One  night,  I  was  up  late  with  another  spell  of  insomnia.  I  began  to  think.  What  was  Wint’s  life 
like  before  all  of  this?  How  did  he  end  up  not  being  able  to  see  love?  In  hope  of  rationalizing 
what had happened, I began to consider what his life had been like.  

And I realized something- maybe I should give him the benefit of the doubt.  

Only  someone  who  has  been  deprived  of  love-  someone  who  doesn’t  even  recognize  it  when  it’s 
right  in front of them- can take love away from others. Filled with hatred and passion, they do not 
even  consider  or  understand  what love they are destroying. Maybe if there was more love around 
us,  a  little  more  human  decency,  this  wouldn’t  have  happened.  You  can’t  fight  fire  with  fire  and 
you  shouldn’t  fight  hate  with  hate.  Take  that  vengeful  passion  and  turn  it  into  the  water  of  love. 
Put out that fire. That is the only way you can begin to repair the damage.   

I  want  to  clarify  something;  I  am  not  trying  to  justify  what  has  happened  to  my  family.  It  is 
something that impacts me every day.  

I  will  always  be  the  kid  that  doesn’t  have  parents.  My  parents  will  never  see  me  graduate  high 
school,  get  into  college,  walk  me  down  the  aisle  or  many  other  small  things  that  we  take  for 
granted  every  day.  My  brother  will  eternally  be  10  and  my  friend  Vera will never have a chance 
to  retire.  She  will  never  kiss  her husband goodnight again or see her kids one last time. And I am 
saddened by this.  

These  are  things  we  can  never  forget  and  will  probably  never  understand  –  but  we  can  forgive. 
Hating the people who hurt us will not right any wrongs. 

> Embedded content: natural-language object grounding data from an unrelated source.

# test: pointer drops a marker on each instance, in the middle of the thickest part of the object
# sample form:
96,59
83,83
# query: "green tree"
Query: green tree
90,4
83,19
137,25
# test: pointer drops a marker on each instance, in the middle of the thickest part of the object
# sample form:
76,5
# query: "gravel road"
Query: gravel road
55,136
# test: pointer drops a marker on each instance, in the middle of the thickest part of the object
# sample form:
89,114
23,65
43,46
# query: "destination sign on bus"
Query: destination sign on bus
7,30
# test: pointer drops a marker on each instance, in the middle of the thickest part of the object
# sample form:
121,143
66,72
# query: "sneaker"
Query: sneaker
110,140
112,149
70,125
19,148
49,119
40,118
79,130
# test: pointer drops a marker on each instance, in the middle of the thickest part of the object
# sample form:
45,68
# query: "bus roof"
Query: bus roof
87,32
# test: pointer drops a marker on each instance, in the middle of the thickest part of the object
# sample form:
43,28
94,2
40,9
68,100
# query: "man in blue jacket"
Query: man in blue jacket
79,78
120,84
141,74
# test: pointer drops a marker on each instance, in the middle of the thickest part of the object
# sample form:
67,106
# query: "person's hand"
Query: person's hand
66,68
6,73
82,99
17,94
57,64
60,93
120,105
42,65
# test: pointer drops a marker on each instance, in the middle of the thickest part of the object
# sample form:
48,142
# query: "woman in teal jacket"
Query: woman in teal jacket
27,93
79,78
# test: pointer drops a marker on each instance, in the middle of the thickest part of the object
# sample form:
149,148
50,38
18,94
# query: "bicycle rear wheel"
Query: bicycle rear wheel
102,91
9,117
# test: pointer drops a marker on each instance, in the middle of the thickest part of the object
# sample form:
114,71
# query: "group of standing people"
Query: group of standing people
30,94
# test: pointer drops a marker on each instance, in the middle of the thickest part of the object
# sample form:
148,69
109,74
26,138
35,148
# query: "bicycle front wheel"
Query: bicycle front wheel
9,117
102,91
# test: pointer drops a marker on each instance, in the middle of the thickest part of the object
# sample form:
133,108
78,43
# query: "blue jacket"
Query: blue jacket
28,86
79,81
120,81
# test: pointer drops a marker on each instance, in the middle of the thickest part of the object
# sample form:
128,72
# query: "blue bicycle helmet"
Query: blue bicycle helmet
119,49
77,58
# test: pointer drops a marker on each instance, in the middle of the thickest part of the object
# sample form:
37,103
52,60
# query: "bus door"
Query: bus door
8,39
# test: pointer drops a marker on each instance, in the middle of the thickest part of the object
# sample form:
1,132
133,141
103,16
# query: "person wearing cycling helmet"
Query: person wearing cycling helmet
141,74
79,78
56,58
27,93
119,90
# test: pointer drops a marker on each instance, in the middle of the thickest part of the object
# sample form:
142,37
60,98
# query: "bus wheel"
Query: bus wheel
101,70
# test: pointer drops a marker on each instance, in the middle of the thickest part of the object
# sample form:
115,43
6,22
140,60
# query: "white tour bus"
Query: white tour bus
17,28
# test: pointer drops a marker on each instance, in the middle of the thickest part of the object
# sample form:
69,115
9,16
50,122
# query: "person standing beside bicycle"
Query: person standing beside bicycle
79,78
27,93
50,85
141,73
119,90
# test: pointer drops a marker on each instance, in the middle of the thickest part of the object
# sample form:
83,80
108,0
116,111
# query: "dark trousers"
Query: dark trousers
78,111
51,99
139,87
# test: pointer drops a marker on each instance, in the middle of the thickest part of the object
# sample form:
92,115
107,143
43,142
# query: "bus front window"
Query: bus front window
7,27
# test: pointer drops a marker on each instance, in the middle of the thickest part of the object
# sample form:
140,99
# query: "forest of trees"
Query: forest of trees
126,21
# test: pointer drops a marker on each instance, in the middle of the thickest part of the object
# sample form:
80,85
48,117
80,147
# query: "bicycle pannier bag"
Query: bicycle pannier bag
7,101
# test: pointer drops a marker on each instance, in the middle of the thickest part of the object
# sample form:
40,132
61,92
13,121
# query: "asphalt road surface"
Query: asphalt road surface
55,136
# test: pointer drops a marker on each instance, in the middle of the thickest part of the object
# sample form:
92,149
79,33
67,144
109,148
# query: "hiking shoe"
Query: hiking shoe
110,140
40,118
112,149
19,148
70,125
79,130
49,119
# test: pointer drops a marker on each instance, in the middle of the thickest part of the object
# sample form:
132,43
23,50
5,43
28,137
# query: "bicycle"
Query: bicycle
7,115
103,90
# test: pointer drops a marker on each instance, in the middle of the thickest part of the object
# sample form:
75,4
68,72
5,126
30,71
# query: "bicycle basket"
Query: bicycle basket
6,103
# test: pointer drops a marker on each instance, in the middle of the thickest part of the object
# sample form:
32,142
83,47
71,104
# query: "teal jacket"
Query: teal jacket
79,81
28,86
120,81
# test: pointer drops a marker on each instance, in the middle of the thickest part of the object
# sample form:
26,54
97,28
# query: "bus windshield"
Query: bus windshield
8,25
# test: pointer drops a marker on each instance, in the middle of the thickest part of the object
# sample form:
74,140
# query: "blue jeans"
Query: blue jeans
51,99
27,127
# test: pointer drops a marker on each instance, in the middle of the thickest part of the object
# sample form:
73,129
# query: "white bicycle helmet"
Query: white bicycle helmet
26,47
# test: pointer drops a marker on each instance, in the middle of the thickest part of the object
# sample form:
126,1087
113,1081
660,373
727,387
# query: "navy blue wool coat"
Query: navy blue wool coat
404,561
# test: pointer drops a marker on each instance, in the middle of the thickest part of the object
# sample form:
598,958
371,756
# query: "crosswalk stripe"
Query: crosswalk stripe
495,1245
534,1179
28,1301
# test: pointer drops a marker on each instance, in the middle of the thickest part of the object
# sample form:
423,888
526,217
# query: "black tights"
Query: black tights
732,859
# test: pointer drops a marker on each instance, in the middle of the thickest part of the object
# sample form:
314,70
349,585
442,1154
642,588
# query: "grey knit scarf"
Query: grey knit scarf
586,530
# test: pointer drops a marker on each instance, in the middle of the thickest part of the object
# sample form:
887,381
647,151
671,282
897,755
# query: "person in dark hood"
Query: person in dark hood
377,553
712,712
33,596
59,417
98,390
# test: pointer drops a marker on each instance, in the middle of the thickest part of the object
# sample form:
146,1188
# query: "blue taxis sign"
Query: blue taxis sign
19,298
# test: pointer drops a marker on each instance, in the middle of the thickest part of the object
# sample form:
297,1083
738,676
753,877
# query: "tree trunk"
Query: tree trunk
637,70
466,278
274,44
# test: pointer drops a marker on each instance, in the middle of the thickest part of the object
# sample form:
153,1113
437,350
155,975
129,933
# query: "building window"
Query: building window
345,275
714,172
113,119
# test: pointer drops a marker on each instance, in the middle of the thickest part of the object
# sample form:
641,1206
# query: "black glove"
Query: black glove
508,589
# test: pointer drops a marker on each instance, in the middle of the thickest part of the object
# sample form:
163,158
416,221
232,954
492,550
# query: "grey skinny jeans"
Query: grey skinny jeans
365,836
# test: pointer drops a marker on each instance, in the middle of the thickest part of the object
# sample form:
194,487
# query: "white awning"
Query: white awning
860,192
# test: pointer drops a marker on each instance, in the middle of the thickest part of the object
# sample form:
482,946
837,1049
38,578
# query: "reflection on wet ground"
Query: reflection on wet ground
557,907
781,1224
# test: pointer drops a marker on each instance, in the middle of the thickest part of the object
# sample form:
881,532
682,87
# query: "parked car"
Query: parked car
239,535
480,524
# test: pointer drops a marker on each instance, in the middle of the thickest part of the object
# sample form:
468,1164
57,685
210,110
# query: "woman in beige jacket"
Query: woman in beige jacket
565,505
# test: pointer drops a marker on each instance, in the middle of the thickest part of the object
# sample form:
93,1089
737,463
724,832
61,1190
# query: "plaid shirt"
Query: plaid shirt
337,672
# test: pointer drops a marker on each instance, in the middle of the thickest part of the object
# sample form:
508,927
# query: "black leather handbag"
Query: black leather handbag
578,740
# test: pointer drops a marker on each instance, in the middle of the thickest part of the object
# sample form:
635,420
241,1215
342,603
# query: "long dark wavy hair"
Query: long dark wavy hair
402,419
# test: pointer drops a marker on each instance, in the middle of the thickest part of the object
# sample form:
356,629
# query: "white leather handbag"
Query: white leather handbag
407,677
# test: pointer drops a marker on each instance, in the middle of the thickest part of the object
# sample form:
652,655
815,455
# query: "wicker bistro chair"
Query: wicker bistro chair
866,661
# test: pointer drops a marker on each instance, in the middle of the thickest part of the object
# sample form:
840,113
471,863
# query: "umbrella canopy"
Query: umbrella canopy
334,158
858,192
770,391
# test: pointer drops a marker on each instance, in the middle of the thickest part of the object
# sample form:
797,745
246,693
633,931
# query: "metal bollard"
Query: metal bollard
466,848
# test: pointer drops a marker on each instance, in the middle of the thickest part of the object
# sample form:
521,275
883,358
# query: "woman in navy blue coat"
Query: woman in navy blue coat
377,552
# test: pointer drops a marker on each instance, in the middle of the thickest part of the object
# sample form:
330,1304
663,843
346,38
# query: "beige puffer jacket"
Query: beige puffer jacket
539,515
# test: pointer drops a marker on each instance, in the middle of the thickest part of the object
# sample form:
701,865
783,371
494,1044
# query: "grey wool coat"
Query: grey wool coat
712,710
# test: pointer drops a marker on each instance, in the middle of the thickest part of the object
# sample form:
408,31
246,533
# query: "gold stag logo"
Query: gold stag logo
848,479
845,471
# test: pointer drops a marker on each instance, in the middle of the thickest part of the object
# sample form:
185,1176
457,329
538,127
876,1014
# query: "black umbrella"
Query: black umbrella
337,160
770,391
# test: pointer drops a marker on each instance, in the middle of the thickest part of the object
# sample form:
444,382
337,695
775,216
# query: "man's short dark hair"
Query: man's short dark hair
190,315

So  instead  -  We  should  spend  our  time  trying  to  forgive  those  who  have  wronged  us  rather than 
prolonging the pain. 

This  is  why  I  forgive  Wint  for  his  trespasses.  For  taking  my family away from me; for orphaning 
my  sister  and  me.  Hating  someone  is  exhausting,  it  drains  you  until  you  are  grasping  for 
something, anything to be angry about.  

Although  forgiving  will  never  change  what  has  happened–  it  makes  me feel a bit less empty; it is 
a  step  towards  recovery  –  a  step  towards  accepting  that  we  really  don’t  have  control  and 
knowing  that  that  is  okay.  I  know  my  parents  and  brother  would  be okay with me forgiving what 
is often perceived as unforgivable – as long as I wasn’t forgetting them.  

No  matter  how  much  someone  has  wronged  you,  no  matter  how  small  you  feel,  you  have  the 
power  to  forgive.  ​It’s  a  solo mission that requires work every day. Forgiveness is a choice, it’s a 
process  –  sometimes  it’s  the  only  thing  you have control over. The choice is yours. What will you 
do? 

…  
 
To Daron Wint:​ Although I cannot be at the sentencing, I want to know that I forgive you. I understand 
that many will disagree with me -- even family members. However, in my heart, I believe it is what my 
parents and especially what little Philip would have wanted. I truly hope you find peace and can have 
access to the services you need to heal.